For now, they’re warm, safe, and sleep comes easier than it did the night before. The fact that she misses being closer to him is an unexpected side effect of recent events that she squashes the moment it springs to life.
Letting anyone in is dangerous. Everyone leaves one way or another. Maybe that’s why she’s gotten so good at running away first.
She has no plans to quit protecting her heart, especially near someone who can be so cruel to someone he intended to marry.
Chapter 6
There’s a blizzard outside. Theo doesn’t want to imagine being stuck in the cave now that the weather’s kicking up a tantrum.
Wind seeps through the log wall seams, tickling his fingertips when he presses a hand there, howling louder than those wolves back at the crash site. He can barely see a foot past the window before it all turns white.
They have enough firewood and food to last a few days. They’re in a better place now, even with the snow, than they have been since this whole thing started. He should be more focused on all of that instead of the hard-on he got in the cave while Nora was pushed up against him.
That never happens, unless he counts that one time at Oliver’s friend’s house when a cute girl took a liking to him. He wasn’t even supposed to be there but his brother dragged him along, barely twenty-one and full of hormones, and then she smiled at him, and that flicker of kindness was enough to pull him in.

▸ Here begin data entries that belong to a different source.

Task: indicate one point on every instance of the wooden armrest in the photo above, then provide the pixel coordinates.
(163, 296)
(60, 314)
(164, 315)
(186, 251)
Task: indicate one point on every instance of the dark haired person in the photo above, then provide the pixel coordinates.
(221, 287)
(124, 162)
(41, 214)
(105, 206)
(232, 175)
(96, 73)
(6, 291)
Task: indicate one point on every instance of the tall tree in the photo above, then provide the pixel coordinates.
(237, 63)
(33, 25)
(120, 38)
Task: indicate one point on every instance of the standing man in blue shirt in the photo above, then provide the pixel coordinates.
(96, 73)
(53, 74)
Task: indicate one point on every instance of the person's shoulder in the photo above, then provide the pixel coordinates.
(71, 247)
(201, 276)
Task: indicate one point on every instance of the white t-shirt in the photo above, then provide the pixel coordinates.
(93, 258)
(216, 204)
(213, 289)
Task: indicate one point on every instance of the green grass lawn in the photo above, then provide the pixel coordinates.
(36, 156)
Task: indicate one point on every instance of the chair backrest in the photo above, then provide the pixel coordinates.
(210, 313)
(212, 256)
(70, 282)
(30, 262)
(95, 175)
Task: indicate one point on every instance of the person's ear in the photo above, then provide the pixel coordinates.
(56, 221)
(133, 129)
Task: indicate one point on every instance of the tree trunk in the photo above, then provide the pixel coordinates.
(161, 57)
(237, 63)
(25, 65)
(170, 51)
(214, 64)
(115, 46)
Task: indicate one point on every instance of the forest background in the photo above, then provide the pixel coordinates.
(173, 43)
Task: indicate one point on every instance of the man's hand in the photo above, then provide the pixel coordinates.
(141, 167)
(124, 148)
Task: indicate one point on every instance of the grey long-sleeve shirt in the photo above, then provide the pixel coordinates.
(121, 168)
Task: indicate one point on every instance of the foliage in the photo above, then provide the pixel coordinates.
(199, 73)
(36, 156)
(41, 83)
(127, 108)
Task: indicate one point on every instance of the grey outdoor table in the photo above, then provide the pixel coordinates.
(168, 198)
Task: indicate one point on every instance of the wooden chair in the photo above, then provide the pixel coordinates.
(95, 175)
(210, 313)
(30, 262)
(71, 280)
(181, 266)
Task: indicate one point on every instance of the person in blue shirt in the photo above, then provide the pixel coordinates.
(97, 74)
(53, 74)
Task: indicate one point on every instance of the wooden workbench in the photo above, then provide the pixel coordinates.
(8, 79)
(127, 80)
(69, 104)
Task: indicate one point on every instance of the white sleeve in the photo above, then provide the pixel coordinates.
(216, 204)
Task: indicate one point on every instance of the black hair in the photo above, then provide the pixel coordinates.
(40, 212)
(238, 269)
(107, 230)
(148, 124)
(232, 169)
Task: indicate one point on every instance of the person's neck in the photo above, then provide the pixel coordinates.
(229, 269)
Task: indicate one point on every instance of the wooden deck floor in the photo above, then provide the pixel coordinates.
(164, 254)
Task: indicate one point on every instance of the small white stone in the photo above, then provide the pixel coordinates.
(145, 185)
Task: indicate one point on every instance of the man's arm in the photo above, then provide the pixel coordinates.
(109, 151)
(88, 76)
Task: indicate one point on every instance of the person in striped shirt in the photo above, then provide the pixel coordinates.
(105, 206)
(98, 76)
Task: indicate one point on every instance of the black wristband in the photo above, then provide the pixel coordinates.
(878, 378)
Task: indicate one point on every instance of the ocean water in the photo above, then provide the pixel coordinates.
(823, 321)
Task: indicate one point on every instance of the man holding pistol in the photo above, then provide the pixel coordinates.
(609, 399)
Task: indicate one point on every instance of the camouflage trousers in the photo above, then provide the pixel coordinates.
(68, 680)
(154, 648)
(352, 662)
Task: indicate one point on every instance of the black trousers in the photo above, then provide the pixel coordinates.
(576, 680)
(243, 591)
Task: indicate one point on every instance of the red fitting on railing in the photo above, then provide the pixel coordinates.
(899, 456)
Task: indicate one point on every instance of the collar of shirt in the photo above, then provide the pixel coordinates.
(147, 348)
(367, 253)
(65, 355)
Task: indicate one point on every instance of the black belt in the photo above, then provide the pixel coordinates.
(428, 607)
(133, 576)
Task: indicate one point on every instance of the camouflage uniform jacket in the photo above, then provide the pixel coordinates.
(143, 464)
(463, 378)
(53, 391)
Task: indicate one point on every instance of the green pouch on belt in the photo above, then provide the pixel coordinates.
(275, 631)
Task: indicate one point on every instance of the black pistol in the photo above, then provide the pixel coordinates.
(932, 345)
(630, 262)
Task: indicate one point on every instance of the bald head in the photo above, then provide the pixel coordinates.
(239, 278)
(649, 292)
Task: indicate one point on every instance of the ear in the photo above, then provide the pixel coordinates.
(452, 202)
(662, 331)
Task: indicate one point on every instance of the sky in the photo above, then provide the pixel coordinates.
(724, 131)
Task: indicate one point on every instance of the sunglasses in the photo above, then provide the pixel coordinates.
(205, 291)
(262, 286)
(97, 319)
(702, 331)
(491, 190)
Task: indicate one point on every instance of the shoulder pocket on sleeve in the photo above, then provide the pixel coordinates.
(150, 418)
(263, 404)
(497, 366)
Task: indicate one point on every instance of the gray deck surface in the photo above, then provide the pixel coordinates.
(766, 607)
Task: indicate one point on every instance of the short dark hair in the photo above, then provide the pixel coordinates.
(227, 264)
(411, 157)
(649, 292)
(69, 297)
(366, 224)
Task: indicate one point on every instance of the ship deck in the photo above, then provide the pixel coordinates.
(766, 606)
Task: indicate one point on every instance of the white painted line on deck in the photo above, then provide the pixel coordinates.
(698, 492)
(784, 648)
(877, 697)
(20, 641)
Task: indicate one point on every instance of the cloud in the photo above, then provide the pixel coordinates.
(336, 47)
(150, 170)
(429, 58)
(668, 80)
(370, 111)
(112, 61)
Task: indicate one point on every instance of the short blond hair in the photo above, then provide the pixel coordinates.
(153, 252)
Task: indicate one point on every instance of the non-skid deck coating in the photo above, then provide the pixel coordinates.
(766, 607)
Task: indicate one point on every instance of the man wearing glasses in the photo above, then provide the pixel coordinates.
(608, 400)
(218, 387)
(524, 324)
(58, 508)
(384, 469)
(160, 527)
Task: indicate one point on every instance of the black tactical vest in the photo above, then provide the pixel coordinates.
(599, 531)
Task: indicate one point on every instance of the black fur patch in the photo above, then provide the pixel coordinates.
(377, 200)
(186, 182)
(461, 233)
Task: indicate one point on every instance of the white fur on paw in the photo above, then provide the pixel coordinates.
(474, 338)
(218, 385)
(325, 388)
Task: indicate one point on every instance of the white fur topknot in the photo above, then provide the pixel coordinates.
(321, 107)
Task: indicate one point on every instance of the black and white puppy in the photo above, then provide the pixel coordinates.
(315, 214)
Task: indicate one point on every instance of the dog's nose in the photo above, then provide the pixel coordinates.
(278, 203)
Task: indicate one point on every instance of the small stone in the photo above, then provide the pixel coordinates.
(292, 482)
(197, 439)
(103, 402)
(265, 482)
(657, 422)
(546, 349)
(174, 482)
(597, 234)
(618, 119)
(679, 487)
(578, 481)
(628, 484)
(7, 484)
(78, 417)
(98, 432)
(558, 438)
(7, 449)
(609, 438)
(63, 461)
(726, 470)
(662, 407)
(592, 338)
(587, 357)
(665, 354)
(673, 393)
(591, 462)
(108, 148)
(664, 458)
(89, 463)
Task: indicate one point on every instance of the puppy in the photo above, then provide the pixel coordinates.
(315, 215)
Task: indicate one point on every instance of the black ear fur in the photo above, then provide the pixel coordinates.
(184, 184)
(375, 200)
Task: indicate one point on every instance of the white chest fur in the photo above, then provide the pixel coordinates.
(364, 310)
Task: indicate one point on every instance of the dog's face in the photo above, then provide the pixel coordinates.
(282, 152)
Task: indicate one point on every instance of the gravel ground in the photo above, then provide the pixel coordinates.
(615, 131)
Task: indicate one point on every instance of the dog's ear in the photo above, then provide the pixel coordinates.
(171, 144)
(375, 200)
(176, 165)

She fucked him twice because the first time lasted all of a minute. The second time wasn’t much better. He only found out later that she sold the story of their night together to the tabloids when his brother sent him the article, laughing up a storm, while scolding him for not vetting his partners more effectively.
Theo didn’t touch anyone for years after. He dated sparsely and superficially. Only enough to please his father, who expectedhis sons to put in effort at maintaining their bloodline. At least not until the fiancée he supposedly cheated on flew into his life. Letting anyone in hadn’t been worth the risk when the odds of being fodder for another tabloid or trash social media account are far too high, and yet he apparently never learns his lesson. Oliver never cared about any of that. He thrives on the chaos and attention.
Theo takes everything far too personally to risk another reminder of how it feels to be betrayed. He won’t be fooled a third time.
Being alone isn’t difficult, though. It’s not lost on him that the benefits of being born into this family are what allow him to escape to the solitude of the woods and farm peaches.
It’s hard to be tempted by a pretty face or a kind smile when there’s no one around. He’s even grown to like his solitude, preferring it over the company of others, but he’s beginning to wonder if that fondness for silence was all just a coping mechanism because helikesbeing around Nora. Likes hearing her voice even when she’s snarking at him, and he may even miss her when this is all over and they part ways.
Plus, his dick decided to perk up for her after being mostly dormant for anything other than his own hand for a long time. That shocks the hell out of him. It hadn’t been only a morning thing, either. He spent most of the night trying to keep it down.
It’s a her thing. A Nora thing.
He’s attracted to her, much as he tries to deny it, and now she’s all he can think about. How she might feel against his fingertips. If she’d be sweet in bed, or rough. If she’d taste as good as she looks. He’s caught in a blizzard of x-rated thoughts that give the weather a run for its money, and that’s why he’s been quiet as fuck since they settled in. If he takes a moment too long and really looks at her, she’ll just know every single X-rated image floating through his head.
He should admit to himself that she’s just like all the rest who believe the media instead of the truth, but he got a glimpse of her before she remembered that false story about him, and put up a wall to keep him out. She was gentle and kind, even patient with someone like him who’s a walking disaster on a good day. He wants to see that version of her again. Hopes he might get a chance to coax her back out somehow.
And that’s when his stress-induced migraines decide to make another appearance. He winces, stuffing his reaction down, hoping she didn’t notice, while he silently wishes for that coveted bottle of pain meds lost in the plane crash.
“Are you sure everything’s okay?” she asks, putting a can of peas on the counter and searching for an opener. “This one doesn’t have a pop top. Can’t find the—”
“Yeah. Yup. Everything’s fine. Why? What do you mean? Do I look…not fine?”
Well, that was suspicious.
She offers him a confused stare. “I don’t know. You’ve been quiet today. I thought maybe we could forget what happened in the cave, because everything seemed fine when we got here, but now I feel like I need to say something. And now you’re doing a weird squinting type of thing.”
Shit. He should have known she’d ferret out the truth. She’s far too perceptive for her own good.
“The squinting is because of a migraine. That’s all. It’ll pass.”
“Does it happen a lot?”
“Only when I’m stressed.”
“Can’t imagine what could be stressing you.”
There’s a hint of a good-natured tease in her voice that prompts his forced smile. “Right, it’s a vacation out here.”
“Do you take anything for them?”
“Yep, and it’s lost wherever my luggage ended up.”